Home | About | Sematext search-lucene.com search-hadoop.com
 Search Hadoop and all its subprojects:

Switch to Threaded View
HBase >> mail # user >> Scan startRow/stopRow vs. filter


Copy link to this message
-
Re: Scan startRow/stopRow vs. filter
According to http://hbase.apache.org/book.html#client.filter.row, in
general it is preferable to use start/stopRow rather than RowFilter.

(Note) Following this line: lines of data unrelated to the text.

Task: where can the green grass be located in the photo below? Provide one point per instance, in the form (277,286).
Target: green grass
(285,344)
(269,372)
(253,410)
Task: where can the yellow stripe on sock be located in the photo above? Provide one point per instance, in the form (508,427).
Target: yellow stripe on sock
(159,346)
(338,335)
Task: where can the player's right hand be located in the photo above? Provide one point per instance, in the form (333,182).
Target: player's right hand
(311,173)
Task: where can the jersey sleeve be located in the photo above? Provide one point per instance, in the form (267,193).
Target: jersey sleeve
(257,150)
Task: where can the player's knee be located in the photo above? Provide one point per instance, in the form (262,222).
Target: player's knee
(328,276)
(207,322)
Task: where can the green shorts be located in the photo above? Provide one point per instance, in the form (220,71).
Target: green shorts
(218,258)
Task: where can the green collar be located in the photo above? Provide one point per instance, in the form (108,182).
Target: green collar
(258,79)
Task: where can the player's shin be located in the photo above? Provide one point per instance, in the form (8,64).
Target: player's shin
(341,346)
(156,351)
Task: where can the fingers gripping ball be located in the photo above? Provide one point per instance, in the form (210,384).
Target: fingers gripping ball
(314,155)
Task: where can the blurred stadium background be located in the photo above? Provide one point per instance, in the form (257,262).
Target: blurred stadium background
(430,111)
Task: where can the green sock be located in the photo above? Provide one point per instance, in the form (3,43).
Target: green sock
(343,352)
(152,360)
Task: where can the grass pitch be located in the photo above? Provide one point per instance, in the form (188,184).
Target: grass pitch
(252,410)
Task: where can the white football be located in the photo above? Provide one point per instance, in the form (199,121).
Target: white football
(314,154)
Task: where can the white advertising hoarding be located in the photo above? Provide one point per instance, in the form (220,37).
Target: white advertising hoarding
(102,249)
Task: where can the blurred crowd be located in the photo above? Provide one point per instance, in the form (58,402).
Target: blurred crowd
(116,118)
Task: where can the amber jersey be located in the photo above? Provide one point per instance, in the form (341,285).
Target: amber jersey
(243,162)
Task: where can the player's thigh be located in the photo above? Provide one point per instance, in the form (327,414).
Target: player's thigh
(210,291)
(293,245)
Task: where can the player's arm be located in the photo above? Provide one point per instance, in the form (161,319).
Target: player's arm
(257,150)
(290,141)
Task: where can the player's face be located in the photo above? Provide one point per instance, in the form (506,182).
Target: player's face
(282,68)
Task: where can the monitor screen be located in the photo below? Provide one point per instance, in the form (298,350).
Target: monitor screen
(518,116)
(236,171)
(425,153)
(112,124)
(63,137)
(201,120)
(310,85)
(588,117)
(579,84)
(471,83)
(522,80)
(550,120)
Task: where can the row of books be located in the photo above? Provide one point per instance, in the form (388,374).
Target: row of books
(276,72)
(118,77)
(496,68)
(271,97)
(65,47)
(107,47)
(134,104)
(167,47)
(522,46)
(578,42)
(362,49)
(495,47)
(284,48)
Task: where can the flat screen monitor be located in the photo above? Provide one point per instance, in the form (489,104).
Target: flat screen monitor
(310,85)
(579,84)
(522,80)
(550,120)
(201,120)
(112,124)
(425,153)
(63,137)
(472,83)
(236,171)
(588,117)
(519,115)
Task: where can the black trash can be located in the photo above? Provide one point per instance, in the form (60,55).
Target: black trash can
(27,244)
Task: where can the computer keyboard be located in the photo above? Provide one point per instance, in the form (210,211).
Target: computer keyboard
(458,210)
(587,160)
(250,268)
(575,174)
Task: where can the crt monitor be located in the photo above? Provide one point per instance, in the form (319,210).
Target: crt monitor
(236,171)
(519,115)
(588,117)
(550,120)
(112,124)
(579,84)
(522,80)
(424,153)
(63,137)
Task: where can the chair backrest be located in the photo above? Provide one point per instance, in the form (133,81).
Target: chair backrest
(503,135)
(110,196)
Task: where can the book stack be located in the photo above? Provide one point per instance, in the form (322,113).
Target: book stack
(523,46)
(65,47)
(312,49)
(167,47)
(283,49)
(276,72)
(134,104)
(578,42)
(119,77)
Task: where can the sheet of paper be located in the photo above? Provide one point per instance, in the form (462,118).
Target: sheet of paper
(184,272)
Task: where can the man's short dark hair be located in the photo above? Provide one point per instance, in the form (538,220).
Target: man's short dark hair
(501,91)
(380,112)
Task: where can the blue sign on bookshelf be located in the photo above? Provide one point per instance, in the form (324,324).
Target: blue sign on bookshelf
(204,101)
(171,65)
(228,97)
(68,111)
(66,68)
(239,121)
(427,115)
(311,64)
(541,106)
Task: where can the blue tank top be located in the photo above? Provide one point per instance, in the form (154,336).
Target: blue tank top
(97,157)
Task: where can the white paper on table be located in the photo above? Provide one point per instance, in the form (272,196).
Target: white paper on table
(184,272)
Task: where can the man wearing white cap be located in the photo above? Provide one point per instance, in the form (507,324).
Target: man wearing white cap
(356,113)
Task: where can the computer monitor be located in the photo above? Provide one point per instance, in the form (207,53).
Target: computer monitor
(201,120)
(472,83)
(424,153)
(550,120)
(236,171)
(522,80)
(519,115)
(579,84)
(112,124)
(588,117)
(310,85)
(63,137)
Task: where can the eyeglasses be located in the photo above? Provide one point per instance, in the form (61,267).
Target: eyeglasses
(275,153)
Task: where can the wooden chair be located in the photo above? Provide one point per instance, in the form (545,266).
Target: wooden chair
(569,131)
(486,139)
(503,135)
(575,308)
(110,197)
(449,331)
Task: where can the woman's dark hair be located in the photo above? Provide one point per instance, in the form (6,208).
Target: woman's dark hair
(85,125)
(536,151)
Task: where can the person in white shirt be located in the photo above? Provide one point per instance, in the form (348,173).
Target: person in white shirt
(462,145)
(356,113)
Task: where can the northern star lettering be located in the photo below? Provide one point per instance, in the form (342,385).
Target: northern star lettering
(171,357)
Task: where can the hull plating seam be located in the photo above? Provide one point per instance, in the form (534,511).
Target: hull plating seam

I believe with a RowFilter, you would be doing a full table scan ...
--Suraj

On Thu, Mar 15, 2012 at 11:48 AM, Andy Lindeman <[EMAIL PROTECTED]> wrote:
> Hi all--
>
> I was reading the source code for Pig HBaseStorage loadfunc/storefunc recently.
>
> It accepts arguments such as -gte and -lt for scanning ranges of rows;
> however, it implements them by adding a RowFilter. Something that
> basically boils down to ...
>
>    scan = new Scan();
>    gte_ = Bytes.toBytesBinary(Utils.slashisize(configuredOptions_.getOptionValue("gte")));
>    scan.setFilter(new RowFilter(CompareOp.GREATOR_OR_EQUAL, new
> BinaryComparator(gte_)));
>
> How does this compare (in terms of equivalence and performance) to
> setting startRow on Scan .. such as ..
>
>    scan = new Scan();
>    scan.setStartRow(Bytes.toBytesBinary(Utils.slashisize(configuredOptions_.getOptionValue("gte")));
>
> Thanks.
>
> --
> Andy Lindeman
> http://www.andylindeman.com/